Теперь, если иметь в виду классное бунгало за городом и четырехкомнатную квартиру на двоих с мамой в центре, то, не считая таких вполне естественных мелочей, как „Вольво“, в общем и целом я не нуждался. По крайней мере, если не крутить рулетку, не колоться и пить умеренно, до старости мне должно хватить на сносную жизнь.

А вот на девочек…

Тут разговор особый, потому что за время армейских мучений у меня выработалась своя философия, своя жизненная концепция, которую я стал осуществлять на практике, но об этом позже.

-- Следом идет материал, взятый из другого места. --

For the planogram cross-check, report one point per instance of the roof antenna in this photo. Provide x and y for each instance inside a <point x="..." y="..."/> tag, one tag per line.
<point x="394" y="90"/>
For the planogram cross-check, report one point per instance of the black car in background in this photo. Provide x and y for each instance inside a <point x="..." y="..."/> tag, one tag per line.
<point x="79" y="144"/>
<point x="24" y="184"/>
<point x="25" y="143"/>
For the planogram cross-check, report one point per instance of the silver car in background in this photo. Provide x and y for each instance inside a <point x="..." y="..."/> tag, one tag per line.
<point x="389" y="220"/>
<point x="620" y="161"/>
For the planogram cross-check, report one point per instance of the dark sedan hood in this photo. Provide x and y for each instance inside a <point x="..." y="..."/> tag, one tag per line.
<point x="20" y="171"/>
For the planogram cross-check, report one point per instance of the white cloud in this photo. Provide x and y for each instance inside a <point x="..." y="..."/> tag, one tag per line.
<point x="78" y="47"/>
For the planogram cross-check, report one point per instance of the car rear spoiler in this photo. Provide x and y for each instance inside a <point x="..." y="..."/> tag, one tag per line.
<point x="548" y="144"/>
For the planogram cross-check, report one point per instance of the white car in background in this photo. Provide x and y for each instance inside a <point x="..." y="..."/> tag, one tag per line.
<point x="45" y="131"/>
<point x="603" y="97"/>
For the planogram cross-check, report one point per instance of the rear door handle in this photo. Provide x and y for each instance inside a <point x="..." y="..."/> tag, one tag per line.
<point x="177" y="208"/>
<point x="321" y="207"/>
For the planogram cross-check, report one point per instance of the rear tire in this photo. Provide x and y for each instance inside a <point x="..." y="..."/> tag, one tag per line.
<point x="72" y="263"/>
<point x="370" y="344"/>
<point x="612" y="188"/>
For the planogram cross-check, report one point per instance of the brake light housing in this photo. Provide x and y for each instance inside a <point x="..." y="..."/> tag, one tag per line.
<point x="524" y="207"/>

Сейчас, чтобы было понятно отношение Дмитрия Алексеевского к женщинам, я расскажу старую как мир историю про любовь, разлуку и измену. И как я загремел „под ружье“.

В общем, когда папаша поднапрягся и после школы пропихнул меня в университет, шел самый что ни на есть 1982 год. Я был длинный семнадцатилетний отпрыск капээсэсного семейства с реальной перспективой на комсомольскую или дипломатическую карьеру. Но тут наконец дал дуба „дорогой Леонид Ильич“, и по нашему молодому местному бомонду пополз гнилой такой душок, как его называл папа со товарищи, — „мелкобуржуазный“. Ну в том смысле, что все иллюзии насчет „светлого будущего“ быстренько выветрились из наших голов, и мы активно принялись строить свой отдельный земной рай сейчас и здесь. Чем дальше, тем больше либеральные времена показывали: нам, будущим реальным хозяевам жизни, все позволено.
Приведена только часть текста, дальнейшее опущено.